NCPA - National Center for Policy Analysis


August 27, 2008

The state of Alabama has given its 37,527 employees until 2010 to start getting fit -- or they'll pay $25 a month for insurance that otherwise is free, says the Associated Press (AP).

The Alabama State Employees' Insurance Board recently approved a plan to charge state workers starting in January 2010 if they do not get free health screenings.   This decision makes Alabama the first state to charge it overweight workers who do not try to slim down, says AP.

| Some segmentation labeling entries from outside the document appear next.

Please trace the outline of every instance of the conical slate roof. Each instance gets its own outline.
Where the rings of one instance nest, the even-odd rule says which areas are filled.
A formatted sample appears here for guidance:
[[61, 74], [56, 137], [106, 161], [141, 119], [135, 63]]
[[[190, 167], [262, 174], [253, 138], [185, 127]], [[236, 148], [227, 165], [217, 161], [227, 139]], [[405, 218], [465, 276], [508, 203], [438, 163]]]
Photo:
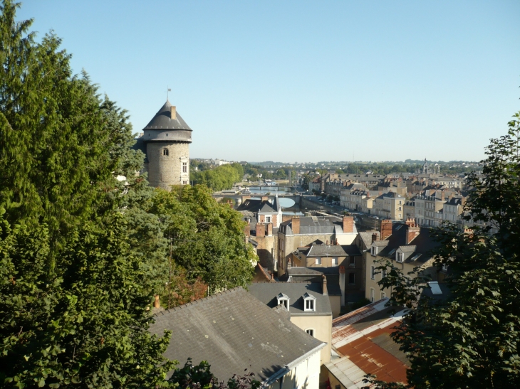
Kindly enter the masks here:
[[175, 119], [170, 118], [171, 107], [172, 105], [170, 102], [166, 100], [165, 105], [161, 107], [161, 109], [150, 121], [150, 123], [146, 124], [144, 129], [184, 129], [192, 131], [180, 117], [179, 112], [176, 113]]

According to Alabama's new plan:

  • If the screenings turn up serious problems with blood pressure, cholesterol, glucose or obesity, employees will have a year to see a doctor at no cost, enroll in a wellness program or take steps on their own to improve their health.
  • If they show progress in a follow-up screening, they won't be charged; if they do not, they must pay starting in January 2011.
  • Research shows that someone with a body mass index (BMI) of 35-39 -- 30 is the threshold for obesity -- generates $1,748 more in annual medical expenses; therefore, the Board will apply the obesity charge to anyone with a body mass index (BMI) of 35 or higher who is not making progress.
  • Moreover, the state will spend an extra $1.6 million in 2009 on screenings and wellness programs.

With Alabamans having one of the biggest weight problems in the nation -- 30.3 percent of Alabamans are obese -- the Board believes that they are justified in their actions.  Many state employees do not see it that way; however, the workers' lobbying group is not complaining.  They do not see the plan as a punishment, but rather as an incentive to get healthy, says AP.